A fateful summer’s eve in 2016 marked the beginning of a beautiful friendship for the residents and staff of Ruth’s House Assisted Living. A brilliantly colored yellow cockatiel boldly walked into the building, strutting down the hallway in all its glory. The beloved bird has been there ever since.
Mary-Anne Schelb, Director of Business Development at JGS Lifecare, the organization that operates Ruth’s House and Leavitt Family Jewish Home, assumed the bird was a neighbor’s pet and called area occupants, animal shelters as well as the police, but no one came forward to claim ownership. The staff decided to keep the bird until its owner was identified. Fast forward six years later and Tweety, as he was affectionately named, is now a treasured resident of the assisted living.

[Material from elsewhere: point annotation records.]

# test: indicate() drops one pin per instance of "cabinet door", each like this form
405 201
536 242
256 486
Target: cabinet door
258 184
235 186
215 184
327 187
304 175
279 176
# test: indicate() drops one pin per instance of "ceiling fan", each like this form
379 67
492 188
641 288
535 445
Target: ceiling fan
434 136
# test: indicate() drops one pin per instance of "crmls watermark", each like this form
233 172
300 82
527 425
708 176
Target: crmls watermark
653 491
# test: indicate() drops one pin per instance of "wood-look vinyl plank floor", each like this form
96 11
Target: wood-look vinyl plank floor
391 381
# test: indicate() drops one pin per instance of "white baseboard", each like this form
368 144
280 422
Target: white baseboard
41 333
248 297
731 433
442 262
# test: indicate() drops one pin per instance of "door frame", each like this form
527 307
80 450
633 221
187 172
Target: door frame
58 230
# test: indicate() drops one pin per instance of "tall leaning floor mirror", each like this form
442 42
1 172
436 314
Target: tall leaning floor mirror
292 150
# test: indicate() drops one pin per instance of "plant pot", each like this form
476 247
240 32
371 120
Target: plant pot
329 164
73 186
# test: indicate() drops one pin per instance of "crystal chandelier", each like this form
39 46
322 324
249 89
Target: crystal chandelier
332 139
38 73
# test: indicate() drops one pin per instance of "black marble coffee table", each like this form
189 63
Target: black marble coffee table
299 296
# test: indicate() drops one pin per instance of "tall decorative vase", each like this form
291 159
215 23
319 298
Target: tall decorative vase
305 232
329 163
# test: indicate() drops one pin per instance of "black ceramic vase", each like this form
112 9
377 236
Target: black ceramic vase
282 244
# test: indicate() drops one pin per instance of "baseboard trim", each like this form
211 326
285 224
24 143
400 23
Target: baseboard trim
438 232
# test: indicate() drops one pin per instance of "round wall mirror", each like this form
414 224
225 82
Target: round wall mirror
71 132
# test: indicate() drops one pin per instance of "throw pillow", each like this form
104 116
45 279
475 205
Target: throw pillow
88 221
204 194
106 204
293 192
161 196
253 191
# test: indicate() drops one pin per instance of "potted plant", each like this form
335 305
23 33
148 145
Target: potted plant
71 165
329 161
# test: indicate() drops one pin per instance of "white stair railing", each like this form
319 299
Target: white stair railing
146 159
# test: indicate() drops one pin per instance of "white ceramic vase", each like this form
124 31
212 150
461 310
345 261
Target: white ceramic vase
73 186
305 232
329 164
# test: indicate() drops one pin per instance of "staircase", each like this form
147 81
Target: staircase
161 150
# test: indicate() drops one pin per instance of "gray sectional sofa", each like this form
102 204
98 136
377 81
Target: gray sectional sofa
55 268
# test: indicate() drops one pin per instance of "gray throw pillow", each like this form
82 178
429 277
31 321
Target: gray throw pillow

Tweety enjoys singing to the residents, serenading himself while looking at his reflection in the mirror, and visiting residents in their apartments. Not surprisingly, he is a “natural” in front of a video camera! Staff members believe he provides emotional support to the residents. Susan Halpern, Vice President of Development and Communications of JGS Lifecare, noted that research indicates that some bird sounds may offer relief from mental fatigue and stress. “Studies with bird sounds have showed that they may have a restorative effect on individuals,” stated Halpern. “Of course, it’s not an exact science,” she clarified, “but I do notice that our residents light up as soon as they see or hear Tweety.”
Over the years, Tweety has brought great joy and camaraderie to both residents and staff alike, helping make Ruth’s House a warm and inviting environment, and even more like a real home. Tweety can often be found walking about on the shoulder of Greg Gale, a member of the life enrichment staff. One could say that he is Greg’s assistant, sharing his gentle and loving personality with everyone he meets. During activities, Tweety makes special appearances. He particularly loves the trivia games and has been known to participate by sitting on the back of a participant’s chair. When a resident answers a trivia question, Tweety will often squawk as if to answer himself!
“Pets have a delightful way of opening doors that would otherwise be locked or difficult to open,” noted Gale. “For many people a dog, cat or bird brings into mind positive memories and stories of life experiences. If one is feeling sadness or loneliness the visit of a pet can turn these feelings around and raise them to levels of gratefulness and joy. When a caregiver is trying to reach the essence of a person in need a pet visit can be extremely effective in cleansing sour attitudes with positive experiences. Here at Ruth’s House we are lucky to have a resident cockatiel “Tweety” who makes special appearances to activities or visits to a resident’s room when they are feeling ill.”
Overall, the unanimous consensus is that Tweety is a wonderful addition to the assisted living. Mary-Anne Schelb sums up his presence perfectly. “Six years ago, Tweety literally walked into our lives,” said Mary-Anne. “Today he is a vital part of the Ruth’s House family. I find myself walking by his cage at least a few times a day,” she admitted. “He never fails to make me smile.”